Kotkin sketches out how knowledge workers want a lifestyle-driven place loaded with amenities in culture, arts, and entertainment. Places for knowledge workers include anti-urban elite rural enclaves (e.g., Camden, Maine), the midopolis (e.g., the burbs of St. Louis), the nerdistan of highly-educated tech workers (e.g., Cary, North Carolina), and small towns with natural beauty (e.g., Park City, Utah).

In Kotkin's view, central business districts can serve a role to provide a contrasting (with suburban and rural places) experience for arts, entertainment, face-to-face meetings, and as a stage for activities in which people can see each other for social display or mating. However, a "Potemkin City" of symbolic monuments such as stadiums, casinos, and heavily-subsidized developments and museums (e.g., Cleveland, p. 63) does not provide urban vitality.

Cities can draw tremendous energy from immigrant enclaves that Kotkin compares to a casbah, souk, or melting pot (e.g., Toytown in Los Angeles); digital art and new media (e.g., lower Manhattan); the idea of Main Street as an agora (e.g., Downer's Grove, Illinois); and matters of the heart (community, identity, history and faith) (p. 189).

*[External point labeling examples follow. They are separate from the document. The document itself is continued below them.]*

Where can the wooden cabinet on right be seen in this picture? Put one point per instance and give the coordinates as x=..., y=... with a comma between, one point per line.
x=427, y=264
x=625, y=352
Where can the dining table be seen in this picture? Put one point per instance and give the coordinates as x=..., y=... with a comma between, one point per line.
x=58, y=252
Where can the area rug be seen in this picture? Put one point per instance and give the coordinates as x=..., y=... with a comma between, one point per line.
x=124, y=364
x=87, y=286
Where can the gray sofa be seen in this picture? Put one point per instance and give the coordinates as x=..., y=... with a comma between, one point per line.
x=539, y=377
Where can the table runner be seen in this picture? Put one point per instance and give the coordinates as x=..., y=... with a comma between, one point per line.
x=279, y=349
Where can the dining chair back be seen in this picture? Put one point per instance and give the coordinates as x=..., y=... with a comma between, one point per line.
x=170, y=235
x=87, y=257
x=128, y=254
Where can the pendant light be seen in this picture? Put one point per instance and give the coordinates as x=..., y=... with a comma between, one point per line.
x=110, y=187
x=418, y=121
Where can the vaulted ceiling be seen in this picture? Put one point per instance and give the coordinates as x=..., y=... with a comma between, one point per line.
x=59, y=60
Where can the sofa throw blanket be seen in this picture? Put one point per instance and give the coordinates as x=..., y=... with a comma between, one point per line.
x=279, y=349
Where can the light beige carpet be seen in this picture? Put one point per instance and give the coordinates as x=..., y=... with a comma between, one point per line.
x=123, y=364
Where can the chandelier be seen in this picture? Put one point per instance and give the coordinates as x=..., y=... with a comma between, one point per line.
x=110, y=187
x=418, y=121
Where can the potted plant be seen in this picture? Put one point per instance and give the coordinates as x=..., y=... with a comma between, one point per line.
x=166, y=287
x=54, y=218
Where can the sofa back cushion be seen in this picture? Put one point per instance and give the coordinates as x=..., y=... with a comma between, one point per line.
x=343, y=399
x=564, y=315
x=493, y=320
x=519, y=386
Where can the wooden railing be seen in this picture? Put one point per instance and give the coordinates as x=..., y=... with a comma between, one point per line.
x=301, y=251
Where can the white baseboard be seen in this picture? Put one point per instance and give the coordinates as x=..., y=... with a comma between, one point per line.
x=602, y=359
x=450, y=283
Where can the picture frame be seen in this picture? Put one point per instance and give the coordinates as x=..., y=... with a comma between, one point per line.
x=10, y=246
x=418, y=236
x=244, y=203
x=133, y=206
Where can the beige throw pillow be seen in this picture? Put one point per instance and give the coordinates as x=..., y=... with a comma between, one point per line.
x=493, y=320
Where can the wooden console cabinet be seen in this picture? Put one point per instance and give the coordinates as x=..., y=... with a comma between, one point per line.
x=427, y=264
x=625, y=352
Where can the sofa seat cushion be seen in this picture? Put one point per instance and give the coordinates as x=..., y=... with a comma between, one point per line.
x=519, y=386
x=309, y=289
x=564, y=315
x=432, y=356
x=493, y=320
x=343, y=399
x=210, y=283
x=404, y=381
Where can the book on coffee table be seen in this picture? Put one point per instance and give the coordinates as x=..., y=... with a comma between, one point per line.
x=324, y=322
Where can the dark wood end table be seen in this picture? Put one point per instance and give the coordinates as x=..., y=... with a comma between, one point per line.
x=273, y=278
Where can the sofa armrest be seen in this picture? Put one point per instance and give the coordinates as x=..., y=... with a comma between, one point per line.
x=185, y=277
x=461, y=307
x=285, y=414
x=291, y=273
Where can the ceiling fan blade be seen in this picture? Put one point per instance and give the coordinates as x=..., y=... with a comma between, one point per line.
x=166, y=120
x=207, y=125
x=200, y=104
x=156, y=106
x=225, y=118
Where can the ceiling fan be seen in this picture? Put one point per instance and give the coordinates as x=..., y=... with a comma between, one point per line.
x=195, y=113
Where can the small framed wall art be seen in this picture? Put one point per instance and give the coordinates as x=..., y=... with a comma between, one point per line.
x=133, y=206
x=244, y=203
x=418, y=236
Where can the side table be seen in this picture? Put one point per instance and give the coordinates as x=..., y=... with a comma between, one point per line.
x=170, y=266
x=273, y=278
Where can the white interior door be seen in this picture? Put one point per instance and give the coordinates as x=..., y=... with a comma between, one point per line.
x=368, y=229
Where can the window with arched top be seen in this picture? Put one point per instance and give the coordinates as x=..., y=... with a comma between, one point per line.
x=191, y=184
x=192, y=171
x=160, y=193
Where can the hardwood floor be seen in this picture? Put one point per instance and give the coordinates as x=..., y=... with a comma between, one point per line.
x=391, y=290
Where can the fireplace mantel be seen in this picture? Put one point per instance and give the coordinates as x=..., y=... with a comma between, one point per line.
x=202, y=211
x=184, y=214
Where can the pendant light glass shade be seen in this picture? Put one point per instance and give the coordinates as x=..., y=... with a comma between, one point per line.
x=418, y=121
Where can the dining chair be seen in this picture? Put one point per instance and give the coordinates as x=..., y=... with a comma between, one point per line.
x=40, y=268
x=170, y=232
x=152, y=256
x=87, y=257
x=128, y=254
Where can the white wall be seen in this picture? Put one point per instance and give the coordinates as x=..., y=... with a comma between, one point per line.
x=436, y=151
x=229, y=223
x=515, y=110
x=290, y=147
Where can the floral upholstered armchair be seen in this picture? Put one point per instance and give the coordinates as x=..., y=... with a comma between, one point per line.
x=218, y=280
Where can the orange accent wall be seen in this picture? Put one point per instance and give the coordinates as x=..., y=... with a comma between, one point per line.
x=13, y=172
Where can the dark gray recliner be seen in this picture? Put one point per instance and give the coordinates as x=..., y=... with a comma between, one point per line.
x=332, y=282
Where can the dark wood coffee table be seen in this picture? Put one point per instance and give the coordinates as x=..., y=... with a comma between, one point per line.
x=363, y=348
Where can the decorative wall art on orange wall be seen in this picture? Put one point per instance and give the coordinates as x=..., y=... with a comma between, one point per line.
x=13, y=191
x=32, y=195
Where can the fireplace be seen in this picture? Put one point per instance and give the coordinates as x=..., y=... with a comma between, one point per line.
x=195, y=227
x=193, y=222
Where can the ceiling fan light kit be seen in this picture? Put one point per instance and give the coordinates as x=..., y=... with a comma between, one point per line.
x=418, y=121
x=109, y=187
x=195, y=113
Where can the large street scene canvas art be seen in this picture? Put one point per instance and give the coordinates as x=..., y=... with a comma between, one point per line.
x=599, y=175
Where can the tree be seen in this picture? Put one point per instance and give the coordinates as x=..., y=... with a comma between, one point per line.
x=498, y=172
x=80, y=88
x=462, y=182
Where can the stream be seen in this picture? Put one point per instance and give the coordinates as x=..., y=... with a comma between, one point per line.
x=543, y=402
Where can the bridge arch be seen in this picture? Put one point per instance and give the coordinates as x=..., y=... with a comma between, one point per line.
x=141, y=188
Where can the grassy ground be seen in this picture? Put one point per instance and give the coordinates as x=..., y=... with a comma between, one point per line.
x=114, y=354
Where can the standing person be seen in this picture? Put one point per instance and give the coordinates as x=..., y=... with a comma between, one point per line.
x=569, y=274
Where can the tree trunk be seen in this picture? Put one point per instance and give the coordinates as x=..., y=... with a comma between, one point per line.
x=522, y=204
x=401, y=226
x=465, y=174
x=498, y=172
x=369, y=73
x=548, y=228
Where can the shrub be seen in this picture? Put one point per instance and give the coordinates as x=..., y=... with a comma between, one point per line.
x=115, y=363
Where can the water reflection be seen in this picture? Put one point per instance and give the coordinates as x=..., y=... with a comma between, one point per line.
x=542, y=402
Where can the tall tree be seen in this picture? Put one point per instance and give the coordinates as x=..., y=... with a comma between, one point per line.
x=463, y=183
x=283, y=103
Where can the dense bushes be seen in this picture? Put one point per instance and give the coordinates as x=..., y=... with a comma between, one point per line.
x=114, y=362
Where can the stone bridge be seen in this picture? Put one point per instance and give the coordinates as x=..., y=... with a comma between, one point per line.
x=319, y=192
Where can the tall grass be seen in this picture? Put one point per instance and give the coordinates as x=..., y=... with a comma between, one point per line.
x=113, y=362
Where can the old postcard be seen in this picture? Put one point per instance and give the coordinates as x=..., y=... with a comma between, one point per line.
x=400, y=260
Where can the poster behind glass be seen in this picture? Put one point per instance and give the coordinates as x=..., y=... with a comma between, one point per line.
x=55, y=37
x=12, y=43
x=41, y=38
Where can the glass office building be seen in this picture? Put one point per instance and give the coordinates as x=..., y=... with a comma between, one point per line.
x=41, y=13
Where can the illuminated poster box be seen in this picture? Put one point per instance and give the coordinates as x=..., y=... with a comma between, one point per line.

Kotkin's work evokes the complexity of cultural geography and economies, and he does not offer a single tag line or neatly packaged approach for every community to follow. Instead, he shows how people adapt to and carve out niches for themselves in a wide range of environments based on current conditions (as living things have been doing for billions of years). A common theme of this book seems to be reworking the human dimension into the rationalist, monolithic, homogeneous, and auto-centric architecture and urban-planning fixations of the twentieth century. A successful environment for our times, it seems, may be more of a diverse, fine-grained mix of grassroots-driven urban forms in which the innate energy and creative joy of people can be unleashed.